Self-awareness is vital to his practice. ‘I grew up in an experimental period in a country that is as young as I am, where there has always been, political options aside, a great and accessible cultural and even religious freedom,’ remarked Kia Henda in an interview with Lígia Afonso published last year. He has directed this freedom towards interpreting Angola, which stands at the ‘epicentre’ of his investigative projects, not because of an exaggerated nationalism, but because through the particular he hopes ‘to find certain common factors, between various points on the planet, in order to shorten distances and improve dialogue’. The idealistic nature of his project largely owes to Kia Henda’s discovery, while living in Johannesburg in the late 1990s, of photography as ‘a weapon of intervention and denunciation’. This near-militant faith in photography’s activist capabilities is tempered by a rival impulse: photography, as he has acknowledged, is capable of ‘sensationalism, omission or disorientation’, traits that he has recognized as useful. His photographic installation Icarus 13(2008) – which stemmed from an invitation to contribute to a book by Cape Town artists – is instructive. The work, which describes an Angolan scientific mission to the sun, comprises a glass-domed architectural model and eight supporting photographs, one showing the needle-shaped solar spaceship, another the green iridescence from its launch, and an exterior view of the astronomical observatory.

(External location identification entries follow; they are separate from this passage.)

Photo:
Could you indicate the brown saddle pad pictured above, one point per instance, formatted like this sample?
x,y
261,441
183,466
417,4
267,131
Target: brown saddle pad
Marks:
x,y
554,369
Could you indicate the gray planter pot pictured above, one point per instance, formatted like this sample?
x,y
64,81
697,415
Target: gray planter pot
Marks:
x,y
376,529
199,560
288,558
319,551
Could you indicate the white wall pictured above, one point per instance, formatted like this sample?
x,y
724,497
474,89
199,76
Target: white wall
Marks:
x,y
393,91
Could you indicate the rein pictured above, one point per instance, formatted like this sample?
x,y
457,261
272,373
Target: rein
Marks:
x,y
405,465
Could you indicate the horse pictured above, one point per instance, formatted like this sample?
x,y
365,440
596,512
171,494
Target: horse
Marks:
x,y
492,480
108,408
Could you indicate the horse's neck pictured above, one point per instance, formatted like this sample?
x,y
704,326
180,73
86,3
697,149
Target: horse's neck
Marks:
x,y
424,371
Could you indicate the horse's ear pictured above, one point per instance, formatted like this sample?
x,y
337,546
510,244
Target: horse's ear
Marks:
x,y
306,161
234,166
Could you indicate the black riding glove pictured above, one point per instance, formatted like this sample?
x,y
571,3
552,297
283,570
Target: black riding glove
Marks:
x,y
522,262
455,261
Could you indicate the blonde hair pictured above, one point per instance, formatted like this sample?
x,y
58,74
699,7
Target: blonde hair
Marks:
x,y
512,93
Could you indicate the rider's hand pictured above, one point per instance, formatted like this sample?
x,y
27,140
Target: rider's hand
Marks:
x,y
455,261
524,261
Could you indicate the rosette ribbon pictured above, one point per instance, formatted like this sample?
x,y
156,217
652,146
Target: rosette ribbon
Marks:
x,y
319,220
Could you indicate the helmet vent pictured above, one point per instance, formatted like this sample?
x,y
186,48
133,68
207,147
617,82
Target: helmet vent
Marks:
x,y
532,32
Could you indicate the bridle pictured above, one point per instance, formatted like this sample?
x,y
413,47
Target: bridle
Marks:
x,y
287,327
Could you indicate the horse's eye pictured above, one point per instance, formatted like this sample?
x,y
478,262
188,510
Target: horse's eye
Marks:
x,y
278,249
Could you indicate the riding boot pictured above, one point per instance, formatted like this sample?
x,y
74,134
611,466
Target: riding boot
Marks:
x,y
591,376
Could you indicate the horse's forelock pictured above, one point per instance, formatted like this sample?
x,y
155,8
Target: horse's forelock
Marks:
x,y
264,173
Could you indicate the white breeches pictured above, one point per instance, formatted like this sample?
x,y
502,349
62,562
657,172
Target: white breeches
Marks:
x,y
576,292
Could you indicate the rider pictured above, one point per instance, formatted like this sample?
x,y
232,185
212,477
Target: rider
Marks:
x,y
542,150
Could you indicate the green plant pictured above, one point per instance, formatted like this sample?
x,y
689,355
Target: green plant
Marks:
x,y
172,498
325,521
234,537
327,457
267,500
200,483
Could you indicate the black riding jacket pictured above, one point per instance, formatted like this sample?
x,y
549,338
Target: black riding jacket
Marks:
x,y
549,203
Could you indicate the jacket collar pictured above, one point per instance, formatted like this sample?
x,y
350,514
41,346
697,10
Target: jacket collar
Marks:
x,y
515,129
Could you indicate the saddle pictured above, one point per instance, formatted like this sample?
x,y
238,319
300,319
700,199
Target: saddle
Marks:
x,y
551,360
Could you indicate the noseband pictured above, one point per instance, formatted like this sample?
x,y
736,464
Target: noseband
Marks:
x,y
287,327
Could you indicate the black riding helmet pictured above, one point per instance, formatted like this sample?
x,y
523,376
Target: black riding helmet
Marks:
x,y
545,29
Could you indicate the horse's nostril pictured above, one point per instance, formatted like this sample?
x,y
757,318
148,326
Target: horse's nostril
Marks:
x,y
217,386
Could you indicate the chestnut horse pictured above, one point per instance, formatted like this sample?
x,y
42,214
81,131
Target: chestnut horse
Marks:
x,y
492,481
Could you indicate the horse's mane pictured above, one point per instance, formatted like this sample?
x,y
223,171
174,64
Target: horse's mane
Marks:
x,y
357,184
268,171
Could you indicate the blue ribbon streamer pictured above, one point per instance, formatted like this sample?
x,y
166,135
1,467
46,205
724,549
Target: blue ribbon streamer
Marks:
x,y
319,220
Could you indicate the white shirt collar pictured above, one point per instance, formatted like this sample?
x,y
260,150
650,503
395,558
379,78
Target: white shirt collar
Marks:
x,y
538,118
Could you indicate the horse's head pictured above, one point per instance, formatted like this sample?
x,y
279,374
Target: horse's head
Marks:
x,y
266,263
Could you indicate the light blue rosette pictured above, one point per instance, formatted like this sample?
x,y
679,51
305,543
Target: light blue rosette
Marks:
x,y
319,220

Of course, the purported mission never happened. Icarus 13 is an elaborate hoax: the green cast across the sky came from fireworks launched in a Luanda football stadium, the observatory is an unfinished provincial cinema theatre, and the spaceship is Neto’s incomplete Russian-built mausoleum in Luanda. Reflecting on the work’s sci-fi qualities – which recall Jean-Luc Godard’s conceit with Alphaville (1965) in the way it proposes the ordinary (and in Angola incomplete) as fantastical and speculative – Kia Henda offered what could be construed as a defining motivation for his practice: ‘There are two questions which are vital to the African context: the ability to write and know one’s own history, and the ability to plan one’s own future.’